Almeno così dicevano i volontari dell’Aleppo Media Center, una ong finanziata da Usa e Gran Bretagna, legata ai ribelli di Al Qaeda ed attiva nei territori sotto il controllo dei jihadisti; non proprio una fonte obiettiva, ma sufficiente a confermare la narrazione che di questa guerra l’Occidente aveva bisogno di dare: i cattivi (russi e siriani) da una parte e i buoni (i ribelli moderati) dall’altra.
L’autore della foto (il fotomontaggio di Omran a sinistra, la foto vera di Omran a destra), Mahmoud Raslan, divenne una star sui media internazionali, e poco importava che sul web circolassero i suoi selfie compiaciuti insieme ad un gruppo di cinque jihadisti di al-Zenki, una delle fazioni più crudeli e sanguinarie tra quelle finanziate dagli Usa, due dei quali furono coloro che decapitarono in diretta video un bambino palestinese accusato di essere una spia di Assad. Ed ora Raslan è a Idlib, nella provincia occupata dai gruppi di Al Qaeda, a conferma di come lui ne facesse parte.

LA VERITÀ NON DETTA
Oggi il piccolo Omran sta bene nell’Aleppo liberata, e suo papà Mohamed ha finalmente deciso di raccontare la verità svelando bugie e manipolazioni giocate sulla pelle di suo figlio. Ha deciso di parlare convinto da un giornalista siriano, Khaled Iskef, che ha ascoltato la sua storia. Lo ha fatto sui media siriani e lo ha fatto su testate di contro-informazione come MintPress, che da anni raccontano l’altra storia, quella che il mainstream nasconde.
Ha raccontato che nessuno sa ancora cosa è realmente accaduto quella notte: “Eravamo in casa quando tutto è crollato (…) non lo sappiamo (…) non abbiamo sentito rumori di aerei o bombardamenti (…) all’improvviso solo il buio”. Tutt’oggi non è certo che sia stata una bomba d’aereo e non piuttosto un colpo di mortaio sparato dai ribelli.
Ha raccontato di come Omran sia stato ferito leggermente, mentre era grave il figlio più grande Mohamed, che sarebbe morto tre giorni dopo in ospedale per un’emorragia interna; racconta di come lui sia andato in quell’Ospedale chiedendo che suo figlio venisse trasferito perché “non mi fidavo di loro”.
Forse perché sapeva che l’ospedale di Aleppo, occupato dai ribelli, non era più un ospedale ma il quartier generale di Al Qaeda e al-Nusra e dei jihadisti, come ha documentato in un video il reporter francese Pierre Le Corf, tra i primi ad entrare nelle zone di Aleppo liberate.
Il papà di Omran ha raccontato anche di come abbiano usato suo figlio per costruire la propaganda anti-Assad, scrivendo addirittura che lui era un oppositore del regime “agli arresti domiciliari”, ma non era vero: “volevano che io dicessi che erano stati i russi o i siriani a colpirci ma io non potevo essere testimone di ciò che non ho visto”.
Ha raccontato di come i ribelli gli abbiano “offerto soldi, lavoro, e anche un lasciapassare per andarsene” se avesse detto quello che loro volevano, ma lui ha rifiutato: “io sono prima di tutto un siriano e i miei figli hanno il diritto di vivere in questo Paese”.
Khalef Iskef, il giornalista siriano che per primo ha raccolto la storia di Omran, ha raccontato che “giornalisti vicino ad al-Nusra” hanno detto al padre di Omran “che 26 milioni di musulmani aspettavano che lui dichiarasse che il bombardamento era stato del regime siriano”.
Ad Omran non era successo praticamente niente, non aveva nessuna ferita al volto ed è stato curato in casa senza problemi. 
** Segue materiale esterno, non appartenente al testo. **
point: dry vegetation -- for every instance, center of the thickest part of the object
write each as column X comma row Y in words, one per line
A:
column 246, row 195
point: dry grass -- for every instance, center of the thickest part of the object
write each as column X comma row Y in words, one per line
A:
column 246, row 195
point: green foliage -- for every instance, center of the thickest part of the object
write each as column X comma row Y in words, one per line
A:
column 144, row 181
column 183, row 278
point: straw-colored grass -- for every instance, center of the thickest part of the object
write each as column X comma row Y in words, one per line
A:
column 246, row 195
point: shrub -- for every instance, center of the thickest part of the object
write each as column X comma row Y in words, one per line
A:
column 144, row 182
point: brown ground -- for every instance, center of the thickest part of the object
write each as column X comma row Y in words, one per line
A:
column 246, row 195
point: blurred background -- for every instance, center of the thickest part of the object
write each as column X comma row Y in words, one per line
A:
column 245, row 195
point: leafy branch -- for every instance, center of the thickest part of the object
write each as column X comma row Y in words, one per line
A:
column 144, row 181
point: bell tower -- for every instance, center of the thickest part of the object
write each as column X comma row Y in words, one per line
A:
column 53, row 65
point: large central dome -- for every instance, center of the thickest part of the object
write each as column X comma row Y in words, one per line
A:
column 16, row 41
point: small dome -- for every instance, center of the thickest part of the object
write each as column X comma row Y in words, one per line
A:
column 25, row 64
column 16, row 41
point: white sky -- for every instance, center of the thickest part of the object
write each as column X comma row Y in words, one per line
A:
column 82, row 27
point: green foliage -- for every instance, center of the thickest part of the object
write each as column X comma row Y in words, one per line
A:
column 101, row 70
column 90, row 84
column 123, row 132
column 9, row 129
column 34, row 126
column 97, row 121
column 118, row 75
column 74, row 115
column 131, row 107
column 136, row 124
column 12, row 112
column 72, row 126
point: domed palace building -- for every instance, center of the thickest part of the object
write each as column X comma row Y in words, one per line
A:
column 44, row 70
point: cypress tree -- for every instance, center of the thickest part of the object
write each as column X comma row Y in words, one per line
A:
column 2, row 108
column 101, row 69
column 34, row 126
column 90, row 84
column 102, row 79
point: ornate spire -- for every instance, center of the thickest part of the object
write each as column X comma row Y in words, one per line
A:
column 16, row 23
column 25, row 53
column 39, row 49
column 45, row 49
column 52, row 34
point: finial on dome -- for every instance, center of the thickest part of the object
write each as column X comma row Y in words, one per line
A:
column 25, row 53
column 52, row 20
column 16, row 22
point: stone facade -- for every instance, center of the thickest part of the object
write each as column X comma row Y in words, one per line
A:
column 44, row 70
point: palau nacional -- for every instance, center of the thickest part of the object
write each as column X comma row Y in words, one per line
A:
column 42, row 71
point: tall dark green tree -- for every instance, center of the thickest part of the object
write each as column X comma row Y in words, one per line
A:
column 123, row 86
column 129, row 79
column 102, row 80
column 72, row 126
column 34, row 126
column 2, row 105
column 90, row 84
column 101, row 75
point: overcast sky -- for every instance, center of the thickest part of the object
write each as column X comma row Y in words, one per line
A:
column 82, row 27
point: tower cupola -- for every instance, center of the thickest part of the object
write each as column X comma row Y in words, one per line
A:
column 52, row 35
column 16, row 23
La sua storia è uno dei più straordinari esempi del processo di manipolazione propagandistica costruito sulla guerra siriana. La foto distribuita dai media era solo un volgare fotomontaggio. 

Per un politico come il presidente abusivo Mattarella che ha recentemente preso aperta posizione a sostegno del golpe Usa contro il Venezuela e che in passato ha avuto un ruolo attivo nella decisione italiana di aderire ai bombardamenti contro Belgrado, non può certo sorprendere la sua posizione sulle vicende siriane.